# New York Times Scraping
[The New York Times Developer Network](https://developer.nytimes.com/)

In [None]:
import getpass
APIKEY = getpass.getpass()

## Making API calls using terminal/Linux


Use curl to request information from the url and use the -o tag to save that info to a new file, trial.json.

In [None]:
!curl --request GET -o trial.json "https://api.nytimes.com/svc/archive/v1/1970/12.json?api-key=3dUdJXnmS3zDOlHayoM04BUes1cgevHp"

### Viewing the JSON


We can use jq in terminal to view and filter jsons. Install jq using sudo and view the json by passing trail.json to jq.

In [None]:
!sudo apt-get install jq
!jq < trial.json

In [None]:
!head trial.json

### Filtering using `jq`
To filter based on key, use `jq '.key'`, where `.key` is one of the keys from the json file, and `jq` will return the corresponding values in the json.

In [None]:
from __future__ import print_function

To grab just the articles, we want to filter through the `.docs` tag and save the output to trialarticles.json.

In [None]:
!jq < trial.json
!jq '.response | .docs ' < trial.json > trialarticles.json

We can also grab one random article (in this case, the fourth) by pulling the fourth element from the array of articles. We can then filter further using the `.headline` and `.main` tags.

In [None]:
!jq '.response | .docs '[3] < trial.json > trialex.json
!jq '.headline | .main' < trialex.json

## API requests using Python

We also stick with Python for the entire process. First, we import the requests package.

In [None]:
import requests as req

Using the same url, we can pull the json file and save it to a local variable.

In [None]:
url = "https://api.nytimes.com/svc/archive/v1/1970/12.json?api-key=3dUdJXnmS3zDOlHayoM04BUes1cgevHp"
response = req.get(url).json()
response

In [None]:
from google.colab import drive
drive.mount('/content/drive')

We can then save the array of articles in a local array called "articles." After filtering through the json to get just the information under `.docs`, we loop through every element in that array and pull the main headline, abstract and lead paragraph. We then append all that information to "articles" and view the first five items.

In [None]:
articles = []
docs = response['response']['docs']
for doc in docs:
  filteredDoc = {}
  filteredDoc['title'] = doc['headline']['main']
  filteredDoc['abstract'] = doc['abstract']
  filteredDoc['paragraph'] = doc['lead_paragraph']
  articles.append(filteredDoc)
articles[:5]

# From JSON to csv
For working with structured data in notebooks, the most popular and full-featured packages is `pandas`, which can tranform the json into a csv file.

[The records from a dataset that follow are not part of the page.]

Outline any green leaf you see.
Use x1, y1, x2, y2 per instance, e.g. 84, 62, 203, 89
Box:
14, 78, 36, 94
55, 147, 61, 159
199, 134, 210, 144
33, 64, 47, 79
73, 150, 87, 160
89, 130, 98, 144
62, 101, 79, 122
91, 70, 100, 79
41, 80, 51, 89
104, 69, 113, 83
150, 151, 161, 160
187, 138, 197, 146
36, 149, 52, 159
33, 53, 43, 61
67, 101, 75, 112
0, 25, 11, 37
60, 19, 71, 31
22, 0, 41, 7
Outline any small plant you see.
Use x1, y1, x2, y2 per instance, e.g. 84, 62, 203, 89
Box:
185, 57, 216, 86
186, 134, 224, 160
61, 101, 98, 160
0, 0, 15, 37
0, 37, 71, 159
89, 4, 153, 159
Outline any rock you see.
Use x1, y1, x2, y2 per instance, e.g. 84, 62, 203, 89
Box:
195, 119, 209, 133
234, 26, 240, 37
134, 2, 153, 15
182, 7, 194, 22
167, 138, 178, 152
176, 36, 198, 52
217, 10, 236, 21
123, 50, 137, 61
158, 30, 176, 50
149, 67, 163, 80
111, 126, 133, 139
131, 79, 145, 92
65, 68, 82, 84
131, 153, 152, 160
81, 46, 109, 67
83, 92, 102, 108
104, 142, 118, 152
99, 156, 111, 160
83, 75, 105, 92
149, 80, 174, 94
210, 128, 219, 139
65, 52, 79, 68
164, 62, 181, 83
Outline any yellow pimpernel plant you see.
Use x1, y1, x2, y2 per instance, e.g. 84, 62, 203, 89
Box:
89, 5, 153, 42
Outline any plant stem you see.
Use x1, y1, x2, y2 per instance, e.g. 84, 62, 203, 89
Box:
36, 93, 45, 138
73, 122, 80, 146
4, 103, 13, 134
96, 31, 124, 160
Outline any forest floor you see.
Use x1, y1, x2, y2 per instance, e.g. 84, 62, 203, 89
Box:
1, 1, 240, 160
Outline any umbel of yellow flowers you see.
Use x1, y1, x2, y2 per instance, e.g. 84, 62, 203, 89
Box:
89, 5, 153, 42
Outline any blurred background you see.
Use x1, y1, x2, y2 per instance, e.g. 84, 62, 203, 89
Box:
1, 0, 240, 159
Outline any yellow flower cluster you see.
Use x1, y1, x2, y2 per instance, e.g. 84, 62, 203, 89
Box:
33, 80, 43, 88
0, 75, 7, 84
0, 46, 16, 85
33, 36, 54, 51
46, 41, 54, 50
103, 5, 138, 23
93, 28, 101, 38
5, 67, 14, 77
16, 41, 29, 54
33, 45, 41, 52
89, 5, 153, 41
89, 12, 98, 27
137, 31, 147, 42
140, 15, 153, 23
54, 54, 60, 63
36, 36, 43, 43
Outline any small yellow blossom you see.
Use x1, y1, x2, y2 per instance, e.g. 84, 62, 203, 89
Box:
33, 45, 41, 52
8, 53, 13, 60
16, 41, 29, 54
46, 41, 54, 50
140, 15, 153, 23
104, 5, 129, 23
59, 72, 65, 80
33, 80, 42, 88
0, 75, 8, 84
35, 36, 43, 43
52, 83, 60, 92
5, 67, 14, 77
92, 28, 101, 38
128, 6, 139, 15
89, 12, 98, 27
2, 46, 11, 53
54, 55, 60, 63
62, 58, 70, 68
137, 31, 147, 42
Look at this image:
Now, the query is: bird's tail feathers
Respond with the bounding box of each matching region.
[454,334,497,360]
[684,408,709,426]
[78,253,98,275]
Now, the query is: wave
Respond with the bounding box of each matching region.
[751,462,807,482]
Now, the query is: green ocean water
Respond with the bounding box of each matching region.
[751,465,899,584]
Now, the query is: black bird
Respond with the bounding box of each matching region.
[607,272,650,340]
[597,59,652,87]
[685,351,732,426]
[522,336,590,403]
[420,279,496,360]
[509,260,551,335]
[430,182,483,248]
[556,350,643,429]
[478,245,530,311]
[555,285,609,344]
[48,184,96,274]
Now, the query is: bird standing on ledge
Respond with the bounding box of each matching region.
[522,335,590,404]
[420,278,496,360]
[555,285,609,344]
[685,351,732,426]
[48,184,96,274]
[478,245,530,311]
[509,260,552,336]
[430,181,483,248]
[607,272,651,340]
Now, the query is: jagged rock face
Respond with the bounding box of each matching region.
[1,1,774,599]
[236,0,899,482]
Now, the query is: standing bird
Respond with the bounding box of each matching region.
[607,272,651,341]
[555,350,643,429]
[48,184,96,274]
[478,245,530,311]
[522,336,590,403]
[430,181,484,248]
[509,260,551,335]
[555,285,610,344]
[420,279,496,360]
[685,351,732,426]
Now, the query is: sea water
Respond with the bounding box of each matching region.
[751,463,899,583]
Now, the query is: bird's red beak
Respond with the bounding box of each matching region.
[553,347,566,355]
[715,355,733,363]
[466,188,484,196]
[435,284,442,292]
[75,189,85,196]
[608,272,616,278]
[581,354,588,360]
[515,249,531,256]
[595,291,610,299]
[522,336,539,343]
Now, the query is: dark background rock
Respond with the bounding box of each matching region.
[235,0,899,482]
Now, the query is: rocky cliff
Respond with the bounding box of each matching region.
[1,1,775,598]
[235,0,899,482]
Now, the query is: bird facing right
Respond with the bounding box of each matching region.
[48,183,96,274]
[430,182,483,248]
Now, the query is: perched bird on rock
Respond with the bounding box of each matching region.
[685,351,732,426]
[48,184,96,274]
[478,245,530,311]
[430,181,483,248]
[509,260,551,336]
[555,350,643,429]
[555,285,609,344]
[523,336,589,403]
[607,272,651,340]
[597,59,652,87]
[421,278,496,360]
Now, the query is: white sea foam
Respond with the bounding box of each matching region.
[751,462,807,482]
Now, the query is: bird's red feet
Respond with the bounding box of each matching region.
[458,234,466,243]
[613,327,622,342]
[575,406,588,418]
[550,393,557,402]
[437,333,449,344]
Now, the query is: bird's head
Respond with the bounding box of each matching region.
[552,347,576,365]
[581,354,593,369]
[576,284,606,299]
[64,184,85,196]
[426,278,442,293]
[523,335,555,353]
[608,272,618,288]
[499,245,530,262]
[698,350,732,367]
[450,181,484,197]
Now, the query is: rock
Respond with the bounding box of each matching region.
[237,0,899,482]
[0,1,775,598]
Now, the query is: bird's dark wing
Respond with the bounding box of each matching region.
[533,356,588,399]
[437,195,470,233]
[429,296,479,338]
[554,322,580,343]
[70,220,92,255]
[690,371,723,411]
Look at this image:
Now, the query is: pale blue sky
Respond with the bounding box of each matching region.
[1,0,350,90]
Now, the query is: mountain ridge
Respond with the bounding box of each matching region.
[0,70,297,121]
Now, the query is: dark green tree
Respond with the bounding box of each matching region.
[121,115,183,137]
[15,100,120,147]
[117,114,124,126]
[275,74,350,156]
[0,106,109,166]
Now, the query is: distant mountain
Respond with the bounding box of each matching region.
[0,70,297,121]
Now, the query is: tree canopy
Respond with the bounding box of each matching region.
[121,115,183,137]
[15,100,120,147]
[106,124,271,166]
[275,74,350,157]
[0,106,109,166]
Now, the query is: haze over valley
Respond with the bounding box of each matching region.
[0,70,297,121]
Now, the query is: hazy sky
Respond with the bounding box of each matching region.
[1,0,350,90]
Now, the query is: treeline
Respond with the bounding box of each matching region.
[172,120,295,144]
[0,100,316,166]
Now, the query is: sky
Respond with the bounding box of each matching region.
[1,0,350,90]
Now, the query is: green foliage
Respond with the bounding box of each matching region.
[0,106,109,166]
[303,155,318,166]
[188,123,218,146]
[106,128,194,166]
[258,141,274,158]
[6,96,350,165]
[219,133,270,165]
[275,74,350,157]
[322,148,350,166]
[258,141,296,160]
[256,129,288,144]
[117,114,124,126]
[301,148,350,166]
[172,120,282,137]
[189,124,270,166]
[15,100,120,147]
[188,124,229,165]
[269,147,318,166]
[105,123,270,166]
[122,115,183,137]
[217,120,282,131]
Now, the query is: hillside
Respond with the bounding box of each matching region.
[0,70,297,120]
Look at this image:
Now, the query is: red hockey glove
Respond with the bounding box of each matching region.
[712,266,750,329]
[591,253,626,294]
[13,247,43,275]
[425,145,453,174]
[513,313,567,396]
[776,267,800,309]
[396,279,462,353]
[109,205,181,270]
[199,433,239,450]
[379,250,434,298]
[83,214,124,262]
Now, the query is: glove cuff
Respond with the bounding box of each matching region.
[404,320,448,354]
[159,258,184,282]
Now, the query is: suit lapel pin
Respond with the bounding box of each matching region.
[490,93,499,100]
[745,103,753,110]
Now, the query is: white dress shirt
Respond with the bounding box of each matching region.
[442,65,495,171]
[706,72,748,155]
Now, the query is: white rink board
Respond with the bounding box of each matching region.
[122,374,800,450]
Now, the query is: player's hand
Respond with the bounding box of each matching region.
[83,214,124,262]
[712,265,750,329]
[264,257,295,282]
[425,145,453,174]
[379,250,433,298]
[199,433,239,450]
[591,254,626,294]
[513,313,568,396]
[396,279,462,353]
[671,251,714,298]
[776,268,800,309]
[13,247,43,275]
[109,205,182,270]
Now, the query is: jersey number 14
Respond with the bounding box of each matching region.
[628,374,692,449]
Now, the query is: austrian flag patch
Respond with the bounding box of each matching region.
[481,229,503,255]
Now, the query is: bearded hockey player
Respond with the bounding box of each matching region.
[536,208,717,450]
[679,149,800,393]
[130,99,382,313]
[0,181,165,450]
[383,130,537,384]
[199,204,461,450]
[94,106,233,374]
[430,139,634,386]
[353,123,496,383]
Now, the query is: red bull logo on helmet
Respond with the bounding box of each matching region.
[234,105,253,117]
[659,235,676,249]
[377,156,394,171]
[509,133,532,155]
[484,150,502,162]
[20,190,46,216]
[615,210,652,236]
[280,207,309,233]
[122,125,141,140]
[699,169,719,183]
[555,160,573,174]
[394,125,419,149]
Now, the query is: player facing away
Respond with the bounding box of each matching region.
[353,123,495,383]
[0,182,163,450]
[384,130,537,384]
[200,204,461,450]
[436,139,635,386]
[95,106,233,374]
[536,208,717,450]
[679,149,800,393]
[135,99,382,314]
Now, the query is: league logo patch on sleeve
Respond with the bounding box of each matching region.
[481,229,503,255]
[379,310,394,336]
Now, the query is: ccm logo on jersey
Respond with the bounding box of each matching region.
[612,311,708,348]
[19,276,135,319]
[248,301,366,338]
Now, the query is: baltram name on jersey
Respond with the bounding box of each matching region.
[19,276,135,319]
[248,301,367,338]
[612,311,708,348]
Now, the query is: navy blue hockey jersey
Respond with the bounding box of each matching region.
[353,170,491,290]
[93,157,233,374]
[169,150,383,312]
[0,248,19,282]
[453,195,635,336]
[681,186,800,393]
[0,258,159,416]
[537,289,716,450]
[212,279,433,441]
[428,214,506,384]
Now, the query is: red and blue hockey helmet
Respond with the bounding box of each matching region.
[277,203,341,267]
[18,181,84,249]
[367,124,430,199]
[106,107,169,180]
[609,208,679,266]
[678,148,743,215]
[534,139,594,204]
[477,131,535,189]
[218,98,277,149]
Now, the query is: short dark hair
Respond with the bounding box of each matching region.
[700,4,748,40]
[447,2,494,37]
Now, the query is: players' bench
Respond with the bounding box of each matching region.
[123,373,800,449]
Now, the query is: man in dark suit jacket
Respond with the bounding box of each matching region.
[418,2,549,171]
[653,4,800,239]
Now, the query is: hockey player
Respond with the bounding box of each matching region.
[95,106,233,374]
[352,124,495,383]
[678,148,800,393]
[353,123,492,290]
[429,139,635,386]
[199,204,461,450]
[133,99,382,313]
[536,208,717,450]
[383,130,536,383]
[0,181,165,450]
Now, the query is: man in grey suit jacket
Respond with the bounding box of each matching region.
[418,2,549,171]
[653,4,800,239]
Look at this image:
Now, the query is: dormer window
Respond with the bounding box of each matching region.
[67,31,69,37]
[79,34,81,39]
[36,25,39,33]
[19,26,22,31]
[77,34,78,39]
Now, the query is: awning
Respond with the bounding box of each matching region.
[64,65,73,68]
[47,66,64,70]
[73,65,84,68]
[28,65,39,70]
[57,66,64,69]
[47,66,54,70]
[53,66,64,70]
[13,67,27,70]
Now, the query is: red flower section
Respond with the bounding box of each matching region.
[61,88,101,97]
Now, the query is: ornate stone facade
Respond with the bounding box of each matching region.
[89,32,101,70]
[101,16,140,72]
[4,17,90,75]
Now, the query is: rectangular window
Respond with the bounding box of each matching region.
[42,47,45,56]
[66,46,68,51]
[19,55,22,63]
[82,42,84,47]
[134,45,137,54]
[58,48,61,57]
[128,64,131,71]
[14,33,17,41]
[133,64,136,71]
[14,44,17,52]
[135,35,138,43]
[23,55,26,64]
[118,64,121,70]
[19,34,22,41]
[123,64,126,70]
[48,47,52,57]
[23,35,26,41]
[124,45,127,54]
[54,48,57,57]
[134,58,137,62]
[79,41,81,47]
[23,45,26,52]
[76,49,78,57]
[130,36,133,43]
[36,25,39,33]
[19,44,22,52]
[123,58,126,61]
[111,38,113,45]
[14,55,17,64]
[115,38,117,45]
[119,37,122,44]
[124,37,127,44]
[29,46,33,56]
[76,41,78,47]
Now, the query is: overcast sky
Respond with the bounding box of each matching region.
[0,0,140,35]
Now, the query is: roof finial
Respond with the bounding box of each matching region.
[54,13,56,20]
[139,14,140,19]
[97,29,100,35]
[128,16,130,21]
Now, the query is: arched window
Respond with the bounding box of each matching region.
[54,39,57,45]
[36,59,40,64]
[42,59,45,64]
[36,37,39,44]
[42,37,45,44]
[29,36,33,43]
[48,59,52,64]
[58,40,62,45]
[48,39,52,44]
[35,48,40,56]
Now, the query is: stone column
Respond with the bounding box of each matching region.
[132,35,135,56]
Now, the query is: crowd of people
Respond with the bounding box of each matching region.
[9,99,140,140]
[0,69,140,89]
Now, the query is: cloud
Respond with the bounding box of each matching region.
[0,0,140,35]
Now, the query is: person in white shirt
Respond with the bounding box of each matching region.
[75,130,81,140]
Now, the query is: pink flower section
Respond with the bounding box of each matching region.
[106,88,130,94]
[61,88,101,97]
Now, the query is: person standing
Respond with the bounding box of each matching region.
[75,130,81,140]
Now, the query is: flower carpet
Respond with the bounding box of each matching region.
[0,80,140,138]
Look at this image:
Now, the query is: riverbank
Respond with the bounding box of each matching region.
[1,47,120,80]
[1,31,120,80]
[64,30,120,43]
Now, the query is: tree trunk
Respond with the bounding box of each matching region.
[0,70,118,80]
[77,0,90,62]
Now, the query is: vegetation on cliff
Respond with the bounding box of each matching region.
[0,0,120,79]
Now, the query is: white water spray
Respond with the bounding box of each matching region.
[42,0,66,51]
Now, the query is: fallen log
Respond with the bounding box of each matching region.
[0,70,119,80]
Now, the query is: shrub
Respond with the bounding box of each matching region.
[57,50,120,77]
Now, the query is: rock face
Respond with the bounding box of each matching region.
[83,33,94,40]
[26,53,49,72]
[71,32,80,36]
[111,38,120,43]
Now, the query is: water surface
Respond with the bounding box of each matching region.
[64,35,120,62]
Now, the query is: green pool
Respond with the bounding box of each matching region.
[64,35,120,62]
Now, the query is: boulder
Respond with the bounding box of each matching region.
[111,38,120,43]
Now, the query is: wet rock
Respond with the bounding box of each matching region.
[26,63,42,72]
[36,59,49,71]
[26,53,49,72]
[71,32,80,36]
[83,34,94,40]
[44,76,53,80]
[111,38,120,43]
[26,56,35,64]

First we import the pandas package. It is a common convention to import it under the *alias* `pd` so that you do not need to type pandas over and over again when referring back to the package name.

In [None]:
import pandas as pd

Then, we use the `read_json()` function in pandas to transform the filtered json into a dataframe.

In [None]:
dfterm = pd.read_json('trialarticles.json')
dfterm.head(5)

In [None]:
dfterm.to_csv('trialarticles.csv')

This is how we would perform the same transformation in python: "articles" is a list, so it requires a different pandas function.

In [None]:
pythondf = pd.DataFrame(articles)
pythondf.head(5)

In [None]:
pythondf.to_csv('pythontrialarticles.csv')

## Trying to obtain full body text

The urls within the terminal dataframe links to an html file, which is pretty messy and does not include the body of an article.

In [None]:
dfterm['web_url'][0]

Here is where we can see the error message: "Please enable JS and disable any ad blocker." Selenium required for further operations, but even then it's unclear whether or not the body will be available.

In [None]:
from bs4 import BeautifulSoup
import requests as req
Web = req.get("https://www.nytimes.com/1970/12/01/archives/egebergs-ouster-is-expected-soon-dismissal-of-health-official-seen.html")
S = BeautifulSoup(Web.text, 'lxml')
print(S.prettify())